We repeatedly sampled 50 rivers in the headwaters of the largest river systems of Asia (Yellow, Yangtze, Lancang, Nu, Derung, Yarlung Tsangpo, Marja Tsangpo and Indus Rivers; Fig. 1a) during the ice-free season between April and October over more than 3 years. The sampled headwaters cover a total area of approximately 780,000 km², span elevations from 1,650 m to 4,820 m above sea level, and drain all major lithologies of the QTP, including a variety of sedimentary, igneous and metamorphic rocks (Extended Data Fig. 1b and Supplementary Tables 1 and 2). We include basins on the cold plateau underlain by continuous permafrost and catchments draining warmer landscapes with discontinuous, sporadic or isolated permafrost cover.

Across these landscape-scale environmental gradients, we found that permafrost extent is inversely related to average annual air temperature (principal component 1, PC1; Fig. 1b,c and Extended Data Fig. 1a), consistent with thermal permafrost degradation in response to climate change⁴¹. Because permafrost extent tends to be the highest on the flat plateau in the northern and eastern parts of the study area, we also found that permafrost extent declines moderately with the catchment-averaged steepness index (k_sn), a proxy for landscape-scale erosion rates^42,43 (Fig. 1b,d and Extended Data Fig. 1c). The permafrost gradient does not substantially co-vary with factors that may affect chemical rock weathering (for example, lithology and average annual precipitation; Fig. 1b,e,f and Extended Data Fig. 1b,d). Furthermore, permafrost does not co-vary with wetland coverage, which can affect dissolved organic carbon (DOC) export to rivers⁴⁴ (Fig. 1b). Thus, our sampled catchments allow us to relate changes in permafrost extent and temperature to river biogeochemistry, mostly independently from other environmental variables that also affect weathering and carbon fluxes.

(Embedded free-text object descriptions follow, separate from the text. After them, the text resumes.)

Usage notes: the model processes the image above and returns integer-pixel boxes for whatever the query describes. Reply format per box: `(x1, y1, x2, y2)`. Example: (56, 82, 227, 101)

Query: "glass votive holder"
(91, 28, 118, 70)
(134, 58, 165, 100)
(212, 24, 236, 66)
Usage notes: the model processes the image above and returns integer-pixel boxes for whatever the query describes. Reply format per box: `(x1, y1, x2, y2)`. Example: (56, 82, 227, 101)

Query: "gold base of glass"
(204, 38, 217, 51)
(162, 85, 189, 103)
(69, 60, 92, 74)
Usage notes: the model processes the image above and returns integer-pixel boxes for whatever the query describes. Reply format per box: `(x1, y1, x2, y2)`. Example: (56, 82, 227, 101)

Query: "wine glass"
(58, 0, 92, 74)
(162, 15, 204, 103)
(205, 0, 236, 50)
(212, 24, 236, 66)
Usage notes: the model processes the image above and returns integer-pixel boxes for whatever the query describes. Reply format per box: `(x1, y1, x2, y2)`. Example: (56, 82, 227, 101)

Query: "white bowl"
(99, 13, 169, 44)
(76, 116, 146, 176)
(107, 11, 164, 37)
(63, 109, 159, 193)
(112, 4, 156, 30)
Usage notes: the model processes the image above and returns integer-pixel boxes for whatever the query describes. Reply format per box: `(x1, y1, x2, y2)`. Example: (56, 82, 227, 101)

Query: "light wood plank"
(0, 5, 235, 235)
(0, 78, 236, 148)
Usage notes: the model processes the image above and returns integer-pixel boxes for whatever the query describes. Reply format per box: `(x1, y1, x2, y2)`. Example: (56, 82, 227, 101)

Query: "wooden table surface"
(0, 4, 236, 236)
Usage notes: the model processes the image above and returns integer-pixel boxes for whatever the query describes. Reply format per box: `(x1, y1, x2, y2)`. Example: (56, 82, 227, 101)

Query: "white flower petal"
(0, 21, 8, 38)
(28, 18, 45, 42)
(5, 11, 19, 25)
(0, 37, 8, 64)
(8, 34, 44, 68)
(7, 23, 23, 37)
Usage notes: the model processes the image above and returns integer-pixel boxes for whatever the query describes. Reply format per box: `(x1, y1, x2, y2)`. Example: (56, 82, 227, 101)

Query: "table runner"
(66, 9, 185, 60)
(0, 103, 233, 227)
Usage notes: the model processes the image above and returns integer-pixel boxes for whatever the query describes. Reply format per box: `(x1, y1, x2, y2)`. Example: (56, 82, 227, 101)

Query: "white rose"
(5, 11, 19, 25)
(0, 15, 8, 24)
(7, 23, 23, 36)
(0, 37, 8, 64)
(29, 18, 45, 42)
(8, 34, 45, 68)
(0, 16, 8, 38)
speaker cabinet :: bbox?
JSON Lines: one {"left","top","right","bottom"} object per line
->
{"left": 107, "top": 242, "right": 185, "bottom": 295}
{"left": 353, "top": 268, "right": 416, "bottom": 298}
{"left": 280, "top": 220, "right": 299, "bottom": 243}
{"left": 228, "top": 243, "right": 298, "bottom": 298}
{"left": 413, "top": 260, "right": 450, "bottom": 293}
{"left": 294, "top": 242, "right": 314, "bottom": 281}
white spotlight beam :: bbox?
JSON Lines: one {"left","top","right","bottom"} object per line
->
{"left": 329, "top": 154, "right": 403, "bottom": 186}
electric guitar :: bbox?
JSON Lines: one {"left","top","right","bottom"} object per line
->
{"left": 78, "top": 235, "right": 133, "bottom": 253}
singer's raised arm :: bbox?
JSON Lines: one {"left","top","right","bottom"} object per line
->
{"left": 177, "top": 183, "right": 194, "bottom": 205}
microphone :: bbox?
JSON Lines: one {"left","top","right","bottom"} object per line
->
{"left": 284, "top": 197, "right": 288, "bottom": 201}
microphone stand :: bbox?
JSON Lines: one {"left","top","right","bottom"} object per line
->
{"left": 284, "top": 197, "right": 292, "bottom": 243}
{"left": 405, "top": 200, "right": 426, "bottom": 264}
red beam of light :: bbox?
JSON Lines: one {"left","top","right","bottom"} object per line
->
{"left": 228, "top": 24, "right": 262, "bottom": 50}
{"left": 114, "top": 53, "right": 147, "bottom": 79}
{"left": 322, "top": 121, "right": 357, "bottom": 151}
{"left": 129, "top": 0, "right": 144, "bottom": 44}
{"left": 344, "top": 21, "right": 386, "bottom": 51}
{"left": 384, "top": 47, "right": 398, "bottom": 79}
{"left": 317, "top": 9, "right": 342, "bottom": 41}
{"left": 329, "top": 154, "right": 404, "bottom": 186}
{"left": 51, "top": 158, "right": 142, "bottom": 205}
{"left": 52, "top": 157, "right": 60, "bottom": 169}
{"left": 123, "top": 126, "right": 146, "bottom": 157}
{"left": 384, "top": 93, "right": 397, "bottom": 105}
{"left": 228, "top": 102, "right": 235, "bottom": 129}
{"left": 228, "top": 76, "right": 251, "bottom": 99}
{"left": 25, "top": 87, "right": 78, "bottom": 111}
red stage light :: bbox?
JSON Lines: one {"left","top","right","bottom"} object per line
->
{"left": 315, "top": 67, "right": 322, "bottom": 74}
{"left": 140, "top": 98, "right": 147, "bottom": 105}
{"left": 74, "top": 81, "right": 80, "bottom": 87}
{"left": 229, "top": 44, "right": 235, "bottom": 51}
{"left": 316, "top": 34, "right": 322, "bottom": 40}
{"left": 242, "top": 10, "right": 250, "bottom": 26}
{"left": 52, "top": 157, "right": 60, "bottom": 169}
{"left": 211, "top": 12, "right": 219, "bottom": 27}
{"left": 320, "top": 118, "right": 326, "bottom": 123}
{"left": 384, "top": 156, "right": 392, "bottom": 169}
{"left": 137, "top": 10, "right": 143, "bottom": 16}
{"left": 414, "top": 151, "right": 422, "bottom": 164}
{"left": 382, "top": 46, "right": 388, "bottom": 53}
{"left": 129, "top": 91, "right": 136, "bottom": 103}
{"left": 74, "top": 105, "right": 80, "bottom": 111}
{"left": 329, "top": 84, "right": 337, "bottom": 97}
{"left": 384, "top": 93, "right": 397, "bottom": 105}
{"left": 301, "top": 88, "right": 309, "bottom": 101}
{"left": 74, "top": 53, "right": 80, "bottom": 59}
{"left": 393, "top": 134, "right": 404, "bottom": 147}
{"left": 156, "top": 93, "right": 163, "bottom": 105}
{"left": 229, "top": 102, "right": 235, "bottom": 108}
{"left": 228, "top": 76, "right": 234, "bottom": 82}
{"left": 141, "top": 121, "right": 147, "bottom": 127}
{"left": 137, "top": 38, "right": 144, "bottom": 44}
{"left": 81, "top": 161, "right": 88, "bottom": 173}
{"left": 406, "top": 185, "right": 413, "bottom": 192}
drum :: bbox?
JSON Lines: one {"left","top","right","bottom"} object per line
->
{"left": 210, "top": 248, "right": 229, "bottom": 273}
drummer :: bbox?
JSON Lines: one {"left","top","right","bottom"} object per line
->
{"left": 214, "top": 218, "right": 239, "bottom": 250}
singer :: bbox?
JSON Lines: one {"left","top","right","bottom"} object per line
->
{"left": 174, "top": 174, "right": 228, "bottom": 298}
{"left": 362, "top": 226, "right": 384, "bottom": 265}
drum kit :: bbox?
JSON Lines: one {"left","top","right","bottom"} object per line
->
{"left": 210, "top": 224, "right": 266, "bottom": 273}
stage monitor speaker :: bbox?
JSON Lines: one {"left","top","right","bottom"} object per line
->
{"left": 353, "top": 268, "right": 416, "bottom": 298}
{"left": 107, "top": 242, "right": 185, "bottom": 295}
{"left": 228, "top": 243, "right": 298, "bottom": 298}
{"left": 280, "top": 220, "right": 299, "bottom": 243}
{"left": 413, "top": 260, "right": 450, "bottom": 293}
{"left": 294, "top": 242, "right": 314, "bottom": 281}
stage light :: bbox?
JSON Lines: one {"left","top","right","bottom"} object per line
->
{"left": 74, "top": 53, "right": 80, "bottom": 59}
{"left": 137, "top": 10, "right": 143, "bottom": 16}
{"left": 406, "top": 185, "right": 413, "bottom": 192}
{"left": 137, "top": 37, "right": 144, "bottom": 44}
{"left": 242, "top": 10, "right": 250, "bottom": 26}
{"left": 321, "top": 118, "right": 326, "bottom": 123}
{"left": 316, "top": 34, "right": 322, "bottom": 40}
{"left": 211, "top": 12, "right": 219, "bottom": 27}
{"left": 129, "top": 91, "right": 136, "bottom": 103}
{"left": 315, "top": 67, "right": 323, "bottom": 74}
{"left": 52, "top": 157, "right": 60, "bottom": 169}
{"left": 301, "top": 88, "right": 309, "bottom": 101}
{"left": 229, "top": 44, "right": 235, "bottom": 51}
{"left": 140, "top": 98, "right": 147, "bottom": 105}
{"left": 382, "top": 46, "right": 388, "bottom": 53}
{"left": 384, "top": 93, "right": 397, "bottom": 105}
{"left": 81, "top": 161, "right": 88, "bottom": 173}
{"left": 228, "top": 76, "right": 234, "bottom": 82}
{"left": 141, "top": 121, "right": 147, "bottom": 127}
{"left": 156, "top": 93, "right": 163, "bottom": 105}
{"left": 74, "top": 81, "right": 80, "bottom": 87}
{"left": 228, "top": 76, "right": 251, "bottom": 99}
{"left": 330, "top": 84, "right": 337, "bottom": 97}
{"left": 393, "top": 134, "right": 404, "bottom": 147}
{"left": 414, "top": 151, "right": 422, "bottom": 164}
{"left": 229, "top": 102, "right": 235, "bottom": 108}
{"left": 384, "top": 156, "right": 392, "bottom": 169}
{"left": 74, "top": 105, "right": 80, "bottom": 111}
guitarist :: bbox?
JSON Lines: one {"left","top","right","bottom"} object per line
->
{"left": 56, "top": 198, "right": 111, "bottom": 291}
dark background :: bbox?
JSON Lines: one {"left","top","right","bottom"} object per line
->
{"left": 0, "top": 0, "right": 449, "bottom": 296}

To assess the concentrations and sources of carbon and inorganic constituents in QTP rivers, we measured CO₂ partial pressure (\({p}_{{\mathrm{CO}}_{2}}\)) and emission rates, concentrations of DOC, DIC, major dissolved cations and anions, and isotopes of carbon (δ¹³C–Δ¹⁴C), sulfur (δ³⁴S) and oxygen (δ¹⁸O). We found all 50 rivers to be supersaturated in CO₂ with respect to atmospheric equilibrium, with a median saturation of 230% (interquartile range 200–270%), and \({p}_{{\mathrm{CO}}_{2}}\) of 650 (580–750) μatm and a median riverine CO₂ emission rate of 95 (81–120) mmol m⁻² day⁻¹ (Extended Data Fig. 2). These emissions are bracketed by previous observations from QTP rivers (Supplementary Table 3), but remain below the median estimate (594 mmol m⁻² day⁻¹) for global rivers⁸. Concentrations of DOC and DIC are 380 (320–440) μmol l⁻¹ and 1,800 (1,400–2,600) μmol l⁻¹ (Extended Data Fig. 2 and Supplementary Table 2), respectively, whereas total dissolved ion concentrations (4,600 (2,900–5,900) μmol l⁻¹) are dominated by Ca²⁺ (750 (580–1,000) μmol l⁻¹), Mg²⁺ (480 (230–840) μmol l⁻¹), Na⁺ (410 (250–830) μmol l⁻¹), SO₄²⁻ (430 (260–730) μmol l⁻¹) and HCO₃⁻ (2,000 (1,300–2,600) μmol l⁻¹; Extended Data Fig. 2 and Supplementary Table 2). No substantial seasonal trends in either CO₂ or dissolved chemistry were apparent over the study period (Extended Data Fig. 3), although water temperatures increased from April to August and runoff increased slightly through summer and into fall (Extended Data Fig. 4).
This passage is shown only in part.